Question for you. Are you ready to cut out refined sugar with me for 30 days?
Or let me rephrase.
Are you ready to eat SUPER-YUMMY food with me (that just happens to have no refined sugar) for the month of January?
Yes! I was hoping you’d say that.
Quick Links Within This Post:
- What is Sugar Free January?
- Get Your Sugar Free January Plan + Meal Planning Guide
- Sugar Free Recipes
What is Sugar Free January?
Let’s start with what it is not.
It is not a diet. It is not a cleanse. It is not a course.
So what is Sugar Free January? It is a simple and straightforward challenge to remove refined sugar from your diet for 30 days.
It is flexible.
It is friendly.
It is free.
It is delicious. Always.
It is, honestly, whatever you want it to be.

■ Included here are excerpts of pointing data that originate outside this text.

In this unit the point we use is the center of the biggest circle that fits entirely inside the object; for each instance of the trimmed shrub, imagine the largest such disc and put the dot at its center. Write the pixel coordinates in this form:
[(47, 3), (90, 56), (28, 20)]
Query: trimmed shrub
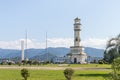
[(68, 72)]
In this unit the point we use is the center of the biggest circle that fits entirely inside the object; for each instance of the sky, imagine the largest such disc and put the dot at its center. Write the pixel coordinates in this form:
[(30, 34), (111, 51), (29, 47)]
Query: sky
[(100, 21)]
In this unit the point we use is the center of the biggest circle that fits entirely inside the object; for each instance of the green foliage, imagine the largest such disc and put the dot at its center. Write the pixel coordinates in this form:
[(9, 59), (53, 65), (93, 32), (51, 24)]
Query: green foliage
[(112, 50), (68, 72), (25, 74), (115, 74)]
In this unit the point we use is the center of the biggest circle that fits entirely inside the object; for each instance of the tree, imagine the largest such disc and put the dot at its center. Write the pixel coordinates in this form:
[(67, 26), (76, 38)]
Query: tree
[(112, 50), (25, 74), (115, 74), (68, 72)]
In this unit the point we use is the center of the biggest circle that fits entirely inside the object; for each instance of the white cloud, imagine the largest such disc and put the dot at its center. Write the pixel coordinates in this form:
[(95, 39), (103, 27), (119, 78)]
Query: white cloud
[(53, 42)]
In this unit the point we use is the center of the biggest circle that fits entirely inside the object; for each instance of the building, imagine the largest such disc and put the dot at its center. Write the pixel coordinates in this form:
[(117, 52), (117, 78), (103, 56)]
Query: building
[(77, 54), (59, 60)]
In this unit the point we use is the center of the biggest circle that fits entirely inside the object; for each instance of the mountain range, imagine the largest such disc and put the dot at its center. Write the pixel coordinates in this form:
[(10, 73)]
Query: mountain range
[(51, 52)]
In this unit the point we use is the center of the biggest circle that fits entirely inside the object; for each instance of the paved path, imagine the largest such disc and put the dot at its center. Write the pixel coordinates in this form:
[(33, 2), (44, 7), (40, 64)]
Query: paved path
[(49, 68)]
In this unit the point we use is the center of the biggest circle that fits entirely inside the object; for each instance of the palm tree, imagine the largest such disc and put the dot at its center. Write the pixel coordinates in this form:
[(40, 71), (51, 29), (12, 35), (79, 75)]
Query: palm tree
[(112, 50)]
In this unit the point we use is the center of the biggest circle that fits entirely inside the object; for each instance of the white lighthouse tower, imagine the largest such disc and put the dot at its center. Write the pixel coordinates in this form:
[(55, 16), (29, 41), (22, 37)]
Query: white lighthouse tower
[(77, 54), (22, 50)]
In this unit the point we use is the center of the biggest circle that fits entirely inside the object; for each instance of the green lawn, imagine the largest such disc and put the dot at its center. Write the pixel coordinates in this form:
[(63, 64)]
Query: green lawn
[(14, 74)]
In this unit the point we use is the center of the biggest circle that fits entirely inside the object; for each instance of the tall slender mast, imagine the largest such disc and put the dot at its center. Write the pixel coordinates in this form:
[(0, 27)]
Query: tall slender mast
[(46, 47), (26, 42), (46, 42)]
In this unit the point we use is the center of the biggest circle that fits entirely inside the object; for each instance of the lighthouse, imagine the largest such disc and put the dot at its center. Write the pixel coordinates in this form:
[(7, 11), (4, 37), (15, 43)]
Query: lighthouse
[(77, 54)]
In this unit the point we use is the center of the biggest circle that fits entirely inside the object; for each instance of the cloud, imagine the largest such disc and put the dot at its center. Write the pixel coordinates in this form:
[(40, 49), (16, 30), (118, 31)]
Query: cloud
[(53, 42), (95, 43)]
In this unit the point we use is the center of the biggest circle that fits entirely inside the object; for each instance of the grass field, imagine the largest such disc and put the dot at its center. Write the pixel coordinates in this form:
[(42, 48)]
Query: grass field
[(14, 74)]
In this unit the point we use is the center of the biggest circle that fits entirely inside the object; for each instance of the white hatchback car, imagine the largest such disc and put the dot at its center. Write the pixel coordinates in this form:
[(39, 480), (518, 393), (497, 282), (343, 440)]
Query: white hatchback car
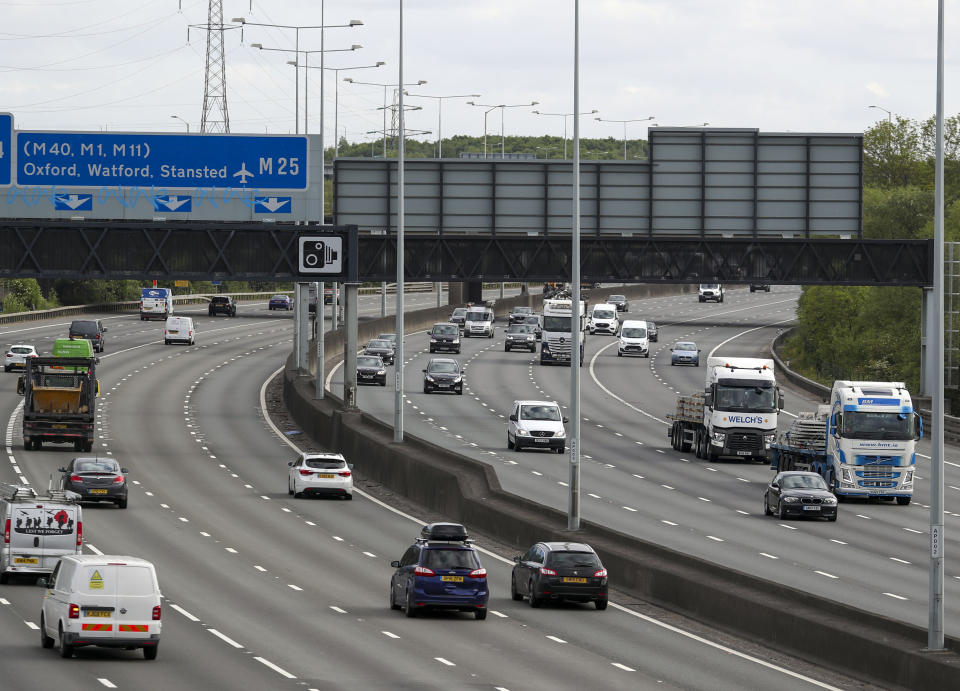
[(320, 473), (16, 356)]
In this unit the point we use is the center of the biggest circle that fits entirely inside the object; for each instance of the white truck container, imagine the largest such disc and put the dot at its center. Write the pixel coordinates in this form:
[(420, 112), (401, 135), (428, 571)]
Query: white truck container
[(37, 530), (864, 443), (557, 339), (736, 416)]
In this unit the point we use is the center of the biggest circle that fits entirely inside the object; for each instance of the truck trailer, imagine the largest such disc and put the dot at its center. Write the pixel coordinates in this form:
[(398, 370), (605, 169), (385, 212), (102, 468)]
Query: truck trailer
[(735, 416), (863, 443)]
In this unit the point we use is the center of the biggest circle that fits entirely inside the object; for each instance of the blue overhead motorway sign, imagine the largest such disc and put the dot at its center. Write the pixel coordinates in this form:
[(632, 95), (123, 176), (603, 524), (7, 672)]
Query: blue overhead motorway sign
[(170, 161), (6, 148)]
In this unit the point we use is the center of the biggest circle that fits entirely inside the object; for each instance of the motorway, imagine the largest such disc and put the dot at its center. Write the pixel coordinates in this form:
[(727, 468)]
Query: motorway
[(264, 591), (875, 557)]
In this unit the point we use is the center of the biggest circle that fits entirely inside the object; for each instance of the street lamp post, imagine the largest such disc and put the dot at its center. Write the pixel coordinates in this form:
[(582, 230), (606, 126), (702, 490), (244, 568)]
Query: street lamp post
[(565, 116), (177, 117), (385, 87), (502, 107), (440, 115), (625, 129)]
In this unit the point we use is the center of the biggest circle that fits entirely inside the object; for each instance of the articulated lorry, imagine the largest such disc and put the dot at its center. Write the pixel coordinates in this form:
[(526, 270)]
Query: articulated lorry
[(735, 416), (863, 443), (557, 342), (60, 399)]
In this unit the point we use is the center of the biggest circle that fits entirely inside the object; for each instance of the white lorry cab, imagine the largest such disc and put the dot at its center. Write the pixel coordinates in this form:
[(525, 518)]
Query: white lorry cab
[(104, 600), (37, 530), (155, 303)]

The challenge starts on January 1st and end on January 31st. During that time, I’ll be cutting out refined sugar, and you’ll see a whole bunch of ALL NEW sugar free recipes made with just regular, familiar, real food ingredients posted here on the blog.
What Are The Rules of Sugar Free January?
- Cut out refined sugar for 30 days.
- Be committed, but don’t be strict, mean, or shaming.
- Make your own choices. (For example, I still keep dark chocolate in my Sugar Free Plan.)
Wait, You Still Eat Dark Chocolate?
Yep, I do. Going sugar free can mean whatever you want it to mean. For me, it means figuring out how to cut out all / almost all sugar without dreading meals or setting myself up to fail.
I’d strongly encourage you to create a Sugar Free Plan that is specific and unique to YOU.
When I make my plan, I’m thinking about:
- What will help me feel my best?
- What sweet foods can I enjoy that will also provide nutritional benefit?
- What will make this a sustainable, realistic, and happy experience for me?
For example, last year I kept sushi even though sushi rice is not sugar free, and that’s because I know that I’m not going to last long on any kind of plan if I can’t say yes to a Friday night spicy tuna roll.
I know myself, and I know that in order to be able to stick to the rest of the plan, I need real-life flexibility and wiggle room. I also know that, for me, eating a spicy tuna roll isn’t going to send me looking for more sugar.
But some people do better with a more black-and-white approach, and that’s cool, too.
Remember: make your own choices.
How do I join this challenge?
All you have to do is say yes!
- Create your own Sugar Free January plan.
- Make a loose meal plan.
- Share on Instagram with the hashtag #poysugarfreejanuary so we can find you!
- Download your FREE printable Sugar Free January Plan. This is where you’ll outline what Sugar Free January looks like to you (what you will / will not eat, what your goals are, etc.).
- Download your FREE printable Meal Planning Guide. This is where you’ll create your meal plan for all four weeks – breakfast, lunch, dinner, and snacks. See recipes below for ideas and details.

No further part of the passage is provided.